I will give one perspective on this from the domain of robotics. You are right that most RL agents are trained in simulation particularly for research papers, because it allows researchers to in theory benchmark their approaches in a common environment. Many of the environments exist strictly as a test bed for new algorithms and are not even physically realizable, e.g. HalfCheetah. You could in theory have a separate simulator say running in another process that you use as your planning model, and the "real" simulator is then your environment. But really that's just a mocked setup for what you really want in the end, which is having a real-world agent in a real-world environment.
What you describe could be very useful, with one important caveat: the simulator needs to in fact be a good model of the real environment. For robotics and many other interesting domains, this is a tall order. Getting a physics simulator that faithfully replicates the real-world environment can be tricky, as one may need accurate friction coefficients, mass and center of mass, restitution coefficients, material properties, contact models, and so on.
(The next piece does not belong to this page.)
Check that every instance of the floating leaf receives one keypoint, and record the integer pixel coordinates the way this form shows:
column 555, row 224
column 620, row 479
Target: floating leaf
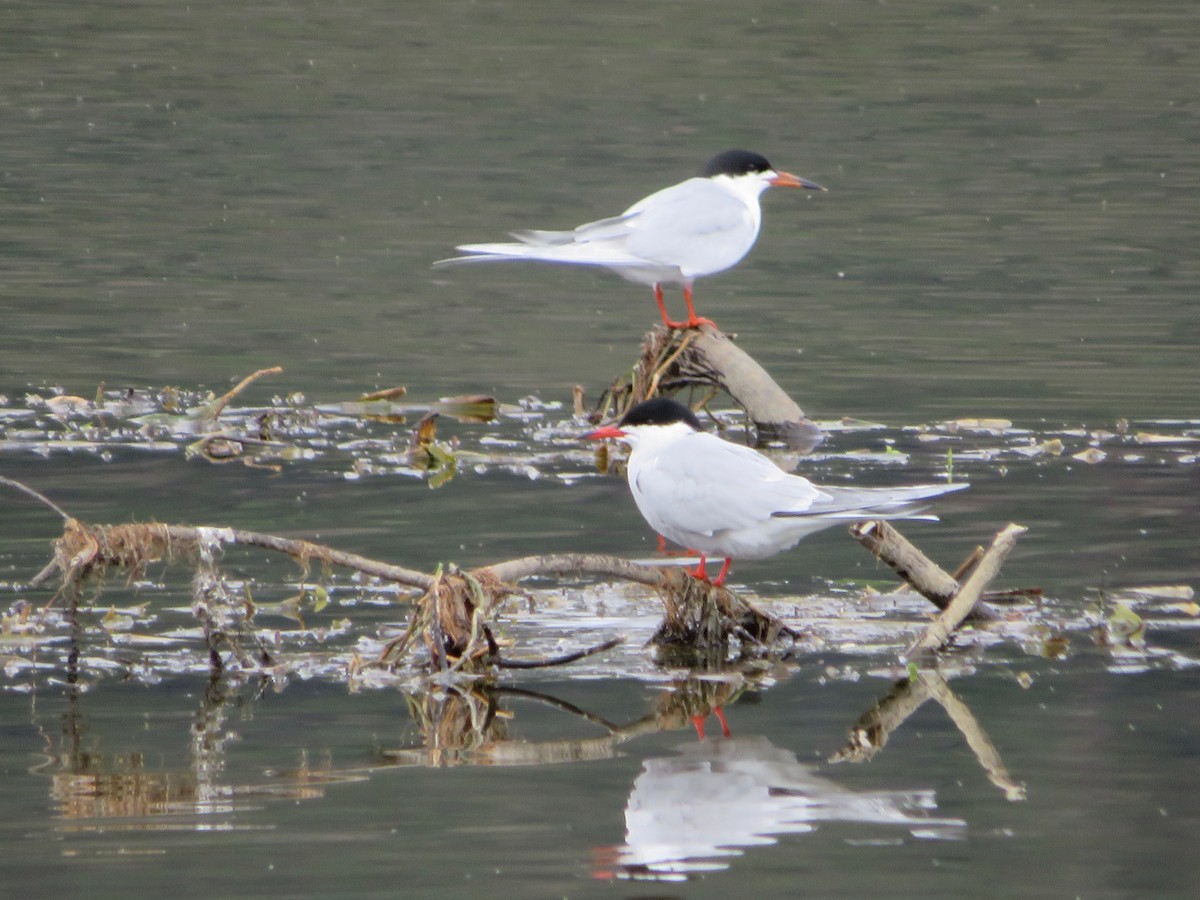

Oftentimes the simulator is too crude an approximation of the real-world environment to be useful as a planner.
That doesn't mean we're completely hosed though. This paper uses highly parallelized simulators to search for simulation parameters that approximate the real-world well. What's interesting is it's not even necessarily finding the correct real-world values for e.g. friction coefficients and such, but it finds values for parameters that, taken together, produces simulations that match the real-world experience. The better the simulation gets at approximating what's going on in the real world, the more viable it is to use the simulator for task planning. I think with the advent of GPU-optimized physics simulators we will see simulators be a more useful tool even for real-world agents, as you can try many different things in parallel to get a sense of what is the likely outcome of a planned action sequence.